DataSet 'test_dt' must only contain arguments valid for the constructor of `v2_kedro.extras.datasets.data_table.MyOwnDataSet`.

Your Environment

Include as many relevant details about the environment in which you experienced the bug:

datajoely commented 3 years ago

Hi @naarkhoo would you be able to post your MyOwnDataSet implementation? I have a sneaking suspicion you haven't implemented all of the required methods defined in the interface.

Are you using an IDE? I personally use PyCharm as it gives you a nudge to implement the bits that are missing:

image

When I add the super class call, it generates the following constructor signature:

image

I think the error you are getting refers to one of the two version arguments I've highlighted below.
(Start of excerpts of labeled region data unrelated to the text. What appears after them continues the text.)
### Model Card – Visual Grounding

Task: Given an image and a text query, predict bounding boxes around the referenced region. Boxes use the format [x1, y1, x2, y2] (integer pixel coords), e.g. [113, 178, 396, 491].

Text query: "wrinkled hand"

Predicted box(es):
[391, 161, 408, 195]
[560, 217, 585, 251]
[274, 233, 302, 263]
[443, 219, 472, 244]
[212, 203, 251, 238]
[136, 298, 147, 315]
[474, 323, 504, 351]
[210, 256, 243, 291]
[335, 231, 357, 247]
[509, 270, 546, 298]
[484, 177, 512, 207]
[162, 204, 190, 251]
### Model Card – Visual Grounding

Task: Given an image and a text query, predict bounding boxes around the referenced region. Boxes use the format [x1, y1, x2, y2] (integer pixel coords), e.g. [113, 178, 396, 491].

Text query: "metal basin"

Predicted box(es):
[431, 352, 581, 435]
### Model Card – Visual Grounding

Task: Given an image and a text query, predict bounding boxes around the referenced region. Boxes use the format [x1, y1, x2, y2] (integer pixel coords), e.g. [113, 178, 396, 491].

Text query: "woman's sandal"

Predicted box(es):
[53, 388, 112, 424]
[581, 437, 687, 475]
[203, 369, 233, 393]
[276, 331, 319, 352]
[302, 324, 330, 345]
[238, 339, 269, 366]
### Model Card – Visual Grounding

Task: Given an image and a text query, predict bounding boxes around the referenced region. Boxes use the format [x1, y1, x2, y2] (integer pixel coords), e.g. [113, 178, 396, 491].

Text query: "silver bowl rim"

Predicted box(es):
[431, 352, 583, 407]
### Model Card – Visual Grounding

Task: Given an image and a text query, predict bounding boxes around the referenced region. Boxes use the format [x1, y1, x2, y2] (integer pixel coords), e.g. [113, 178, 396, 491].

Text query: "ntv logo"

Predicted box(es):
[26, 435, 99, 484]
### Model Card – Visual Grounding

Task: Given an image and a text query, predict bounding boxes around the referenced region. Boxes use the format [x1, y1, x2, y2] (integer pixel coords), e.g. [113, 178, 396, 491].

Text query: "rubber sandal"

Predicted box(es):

__init__() missing 1 required positional argument: 'version'.

datajoely commented 3 years ago

Also - off topic if you are looking to read *.csv.gz files you can do this natively with the existing pandas.CSVDataSet dataset.
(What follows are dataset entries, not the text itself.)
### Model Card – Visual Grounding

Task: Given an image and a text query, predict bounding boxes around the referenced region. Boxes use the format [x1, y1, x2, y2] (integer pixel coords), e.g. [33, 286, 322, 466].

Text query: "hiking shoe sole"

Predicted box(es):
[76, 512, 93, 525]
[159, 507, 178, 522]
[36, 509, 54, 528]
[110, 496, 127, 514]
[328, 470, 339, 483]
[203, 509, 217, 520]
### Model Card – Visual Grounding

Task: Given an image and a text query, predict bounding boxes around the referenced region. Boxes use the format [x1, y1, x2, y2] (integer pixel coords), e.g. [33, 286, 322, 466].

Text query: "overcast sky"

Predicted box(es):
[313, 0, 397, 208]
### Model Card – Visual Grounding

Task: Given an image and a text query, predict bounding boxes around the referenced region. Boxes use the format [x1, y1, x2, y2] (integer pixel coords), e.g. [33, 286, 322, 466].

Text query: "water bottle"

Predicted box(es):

naarkhoo commented 3 years ago

That Joel,

I was just copy/pasting the example https://kedro.readthedocs.io/en/latest/kedro.io.AbstractVersionedDataSet.html

the problem was I was using version instead of versioned in my YAML file. I thought the YAML key word is the same as the argument in the class. now it is fixed - I am going ahead to do changes to make it read as datatable

and it seems the parameter versioned can not be set false - or only true is the correct value. even it does not work if I remove it from the YAML files. (it complains). perhaps this behavior deserves another ticket.